Flink Reaches Top Level Status |
Written by Kay Ewbank | |||
Thursday, 15 January 2015 | |||
A data-processing language being developed by the Apache Software Foundation has been elevated to top-level status. Flink is open source, has APIs for Java and Scala and, with specialized APIs for graph processing, it is being proposed as an alternative to MapReduce. It also has its own runtime, and can be used to access Hadoop's distributed file system and YARN resource manager. It can be downloaded from its Apache incubator page.
Wriiting about the new language on the Data Artisans blog, developers working on the Flink project say that it provides a new approach to distributed data processing for the Hadoop ecosystem: “We believe that Flink embodies the next evolutionary step in distributed computation engines in the Hadoop eosystem. Flink is built on the principle, Write like a programming language, execute like a database.” The Data Artisans team says that while Flink is easy to use for programmers who are familiar with current popular tools in the Hadoop ecosystem, but introduces several innovative features that make its applications fast, robust, and easy to maintain.

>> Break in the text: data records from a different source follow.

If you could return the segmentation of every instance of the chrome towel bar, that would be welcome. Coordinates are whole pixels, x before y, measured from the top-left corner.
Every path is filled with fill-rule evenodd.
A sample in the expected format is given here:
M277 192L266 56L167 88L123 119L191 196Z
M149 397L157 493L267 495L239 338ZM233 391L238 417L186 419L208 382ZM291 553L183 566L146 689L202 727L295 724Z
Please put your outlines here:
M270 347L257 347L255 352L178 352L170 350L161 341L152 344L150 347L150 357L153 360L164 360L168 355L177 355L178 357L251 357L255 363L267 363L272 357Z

Flink users write programs using one of its APIs. In addition to Java and Scala, the current release has Spargel , an API that implements a Pregel programing model. Other APIs, such as a Python API and a data streaming API, are under development. Flink’s APIs mostly follow the familiar model of bulk transformations on distributed object collections, popularized initially by MapReduce and extended by Apache Spark. What sets Flink apart from other available DAG processing systems is that it combines true streaming and batch processing applications in one system, and has a built-in mechanism for looping over data that makes machine learning and graph applications especially fast. The blog post says that “current engines for data processing are designed to perform their best in one of two cases: when the working set fits entirely in memory, or when the working set is too large to fit in memory.” It also argues that Flink’s runtime has great performance when the working set fits in memory, but is still be able to keep up with “memory pressure” from large datasets that do not fit in memory, or from other cluster applications that run concurrently and consume memory. The code you write is not actually the code that is executed. Instead, job execution in Flink is preceded by a cost-based optimization phase that generates the executable code. This phase chooses an execution plan for the program that is tailored the specific data sets (using statistics of the data) and cluster that the program will be executed on. This stage means an application can be used with underlying data changes and changes to cluster utilization without a need for rewriting or re-tuning to reflect these changes.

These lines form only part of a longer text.